These moods of ours that seem so troublesome are really our best teachers and as we learn that we shall value them rather than dislike them or shrink from them. We shall feel that they are only our enemies while they are unsubdued, according, again, to a great phrase which says:”To the unsubdued self, the Self verily becometh hostile as an enemy.” The fact is that all these storms and whirlpools around us in the lower self are the very things that we have come into the world to live amongst in order that we may understand and use them; the things that we think are enemies are our best friends, they are the things that enable us to grow, that give us power to rule. The more we thus look on all in the clear light of the WISDOM, the more peaceful will our lives become; the more these moods are used to understand others for the helping of them, the more shall we rise above them as enemies until they become our friends. It is a great and a true saying: “We have never conquered our enemy until we have turned him into our friend.” That is true of the lower self, it is true of all the surging emotions, it is true of all the difficulties around us, of all the trials and the ordeals through which we pass. We see them as serried hosts opposing our onward path; we conquer them, and find that they are great hosts behind us, ready to be led by us, into the battle which shall win the victory of the Self.

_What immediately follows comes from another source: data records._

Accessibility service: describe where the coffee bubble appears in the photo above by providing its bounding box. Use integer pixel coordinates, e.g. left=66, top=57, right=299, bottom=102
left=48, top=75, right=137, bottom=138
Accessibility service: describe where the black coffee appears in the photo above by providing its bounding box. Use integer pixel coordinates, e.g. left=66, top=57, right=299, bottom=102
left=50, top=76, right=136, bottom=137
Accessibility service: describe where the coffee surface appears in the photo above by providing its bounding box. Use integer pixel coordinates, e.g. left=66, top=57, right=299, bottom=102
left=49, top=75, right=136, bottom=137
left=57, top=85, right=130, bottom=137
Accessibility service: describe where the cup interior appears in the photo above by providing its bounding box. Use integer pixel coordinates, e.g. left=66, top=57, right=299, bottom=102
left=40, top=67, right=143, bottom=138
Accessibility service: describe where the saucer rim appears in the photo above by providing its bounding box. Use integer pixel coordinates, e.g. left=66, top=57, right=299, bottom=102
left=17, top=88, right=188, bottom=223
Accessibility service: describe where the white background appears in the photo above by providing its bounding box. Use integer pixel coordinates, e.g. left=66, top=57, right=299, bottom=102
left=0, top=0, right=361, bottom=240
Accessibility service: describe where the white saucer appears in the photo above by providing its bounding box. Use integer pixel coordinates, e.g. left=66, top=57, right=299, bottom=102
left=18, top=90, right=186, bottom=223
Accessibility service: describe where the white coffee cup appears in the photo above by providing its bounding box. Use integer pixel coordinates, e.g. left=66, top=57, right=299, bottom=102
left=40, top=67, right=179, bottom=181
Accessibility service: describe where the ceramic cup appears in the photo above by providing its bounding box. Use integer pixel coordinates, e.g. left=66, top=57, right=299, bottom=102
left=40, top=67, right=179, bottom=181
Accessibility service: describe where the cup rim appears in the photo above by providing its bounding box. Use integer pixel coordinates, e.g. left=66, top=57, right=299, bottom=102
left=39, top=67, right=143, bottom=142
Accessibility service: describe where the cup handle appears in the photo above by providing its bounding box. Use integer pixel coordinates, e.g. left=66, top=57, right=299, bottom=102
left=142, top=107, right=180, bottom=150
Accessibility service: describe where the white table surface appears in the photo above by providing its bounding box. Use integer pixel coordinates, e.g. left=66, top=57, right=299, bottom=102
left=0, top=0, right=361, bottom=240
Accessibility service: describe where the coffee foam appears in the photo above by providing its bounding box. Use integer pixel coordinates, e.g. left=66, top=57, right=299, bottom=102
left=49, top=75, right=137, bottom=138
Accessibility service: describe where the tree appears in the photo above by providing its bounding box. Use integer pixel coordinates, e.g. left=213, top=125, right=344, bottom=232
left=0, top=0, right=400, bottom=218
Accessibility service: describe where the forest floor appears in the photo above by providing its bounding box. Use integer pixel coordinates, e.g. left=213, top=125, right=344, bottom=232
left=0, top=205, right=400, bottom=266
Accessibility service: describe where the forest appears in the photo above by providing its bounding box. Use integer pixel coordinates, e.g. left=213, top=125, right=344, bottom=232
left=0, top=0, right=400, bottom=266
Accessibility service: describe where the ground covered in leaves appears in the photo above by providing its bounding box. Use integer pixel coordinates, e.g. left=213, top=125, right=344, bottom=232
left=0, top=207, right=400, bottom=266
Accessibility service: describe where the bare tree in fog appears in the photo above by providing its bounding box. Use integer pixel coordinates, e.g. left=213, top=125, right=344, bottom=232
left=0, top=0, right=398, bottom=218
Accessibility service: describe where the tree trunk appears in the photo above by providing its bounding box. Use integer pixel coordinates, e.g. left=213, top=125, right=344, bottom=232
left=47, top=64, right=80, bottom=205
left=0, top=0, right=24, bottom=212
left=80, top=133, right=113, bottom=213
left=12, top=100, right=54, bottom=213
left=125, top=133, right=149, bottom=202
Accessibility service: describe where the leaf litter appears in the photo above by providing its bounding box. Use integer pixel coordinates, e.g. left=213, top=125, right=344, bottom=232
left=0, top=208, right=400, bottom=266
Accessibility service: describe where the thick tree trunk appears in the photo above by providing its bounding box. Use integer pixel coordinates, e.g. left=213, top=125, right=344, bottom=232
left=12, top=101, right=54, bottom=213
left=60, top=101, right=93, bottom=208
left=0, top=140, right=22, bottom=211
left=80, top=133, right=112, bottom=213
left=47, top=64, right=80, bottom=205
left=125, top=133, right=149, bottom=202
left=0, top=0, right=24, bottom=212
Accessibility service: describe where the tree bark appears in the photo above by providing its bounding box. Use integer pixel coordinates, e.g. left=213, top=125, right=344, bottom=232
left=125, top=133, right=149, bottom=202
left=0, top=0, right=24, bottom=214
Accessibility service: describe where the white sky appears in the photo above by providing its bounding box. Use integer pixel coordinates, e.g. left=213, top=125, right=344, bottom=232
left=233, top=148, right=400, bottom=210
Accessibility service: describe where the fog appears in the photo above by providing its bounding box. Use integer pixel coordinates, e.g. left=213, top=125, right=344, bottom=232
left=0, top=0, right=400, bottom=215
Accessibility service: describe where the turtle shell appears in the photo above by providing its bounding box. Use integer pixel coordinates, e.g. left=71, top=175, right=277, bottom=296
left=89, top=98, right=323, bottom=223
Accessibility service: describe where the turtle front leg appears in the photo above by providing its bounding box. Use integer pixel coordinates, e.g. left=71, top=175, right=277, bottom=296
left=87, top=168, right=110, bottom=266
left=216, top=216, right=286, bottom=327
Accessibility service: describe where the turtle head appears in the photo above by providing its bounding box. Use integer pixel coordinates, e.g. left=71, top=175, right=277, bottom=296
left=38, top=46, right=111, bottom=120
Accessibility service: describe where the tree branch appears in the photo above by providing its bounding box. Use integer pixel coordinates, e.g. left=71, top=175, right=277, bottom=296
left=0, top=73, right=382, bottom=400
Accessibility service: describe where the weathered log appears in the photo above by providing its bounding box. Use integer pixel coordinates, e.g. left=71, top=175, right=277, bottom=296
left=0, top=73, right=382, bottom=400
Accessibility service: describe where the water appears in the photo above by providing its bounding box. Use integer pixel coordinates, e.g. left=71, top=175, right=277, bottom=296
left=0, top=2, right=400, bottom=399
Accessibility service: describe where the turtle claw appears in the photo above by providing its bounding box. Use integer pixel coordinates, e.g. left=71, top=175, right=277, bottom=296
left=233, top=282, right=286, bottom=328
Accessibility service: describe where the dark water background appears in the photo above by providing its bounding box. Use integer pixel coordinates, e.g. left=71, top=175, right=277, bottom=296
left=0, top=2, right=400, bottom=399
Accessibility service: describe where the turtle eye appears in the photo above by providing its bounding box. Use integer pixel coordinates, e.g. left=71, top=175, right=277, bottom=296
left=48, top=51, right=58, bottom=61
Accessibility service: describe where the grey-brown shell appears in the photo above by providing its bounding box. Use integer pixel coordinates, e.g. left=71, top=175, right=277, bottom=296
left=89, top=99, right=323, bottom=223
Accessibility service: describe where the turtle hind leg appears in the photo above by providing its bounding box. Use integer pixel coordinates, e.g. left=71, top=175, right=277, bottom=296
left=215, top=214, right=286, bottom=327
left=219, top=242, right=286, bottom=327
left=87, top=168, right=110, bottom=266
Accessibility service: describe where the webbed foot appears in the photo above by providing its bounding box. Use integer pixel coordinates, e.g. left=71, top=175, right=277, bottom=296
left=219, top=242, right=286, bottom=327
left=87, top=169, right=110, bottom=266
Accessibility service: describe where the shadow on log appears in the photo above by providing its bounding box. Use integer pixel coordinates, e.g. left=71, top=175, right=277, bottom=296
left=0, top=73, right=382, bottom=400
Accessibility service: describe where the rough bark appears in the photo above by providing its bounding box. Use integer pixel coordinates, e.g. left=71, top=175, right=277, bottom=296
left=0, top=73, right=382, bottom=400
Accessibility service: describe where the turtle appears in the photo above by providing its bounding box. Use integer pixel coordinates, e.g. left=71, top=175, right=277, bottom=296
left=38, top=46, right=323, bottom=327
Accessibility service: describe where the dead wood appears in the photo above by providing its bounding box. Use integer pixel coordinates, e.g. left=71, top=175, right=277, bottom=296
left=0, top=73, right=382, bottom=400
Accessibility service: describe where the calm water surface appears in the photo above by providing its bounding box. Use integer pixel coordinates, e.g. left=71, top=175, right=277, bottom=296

These are some of the lessons that I have learned in the light and in the darkness, and far more in the darkness than in the light. So that I have come to think that the times of light are only valuable as times of rest to prepare one for higher struggles and for greater conquests, and to look on the darkness as the welcome time, the time in which the Masters best are served, the time in which the world is lifted a little higher towards the Light. But it becomes true for us all at last that darkness is as light and light as darkness; it becomes true for us at last that darkness has no power to appeal and no power to depress, that we know that those who would bring the light must be those who live in the dark, that the torch that sends its fire out around itself is but a dark piece of wood, and in the burning of the dark wood the light comes to others, but not to itself. How shall we be able to go into the darkness of all Christs who have saved the world, except by learning to bear the passing darknesses which creep over us from time to time? The greatest lesson of all that we have to learn, the lesson that it is the one privilege of life to learn, and learn perfectly, is the lesson that those who would help the world must go below the world and lift it on their shoulders, that those who would bring the sunshine to others must accept the shadow and cloud for themselves. But in the cloud there is a fire, and in the fire there is the voice of the stillness, and only those who have the courage to enter into the cloud find therein the light which is the glory of the Self; they see the Flame, they know themselves as the bearers in the world of the Flame that illuminates, and they learn to know that the darkness and the light are both alike, because they are equally divine, because without the one the other could not be.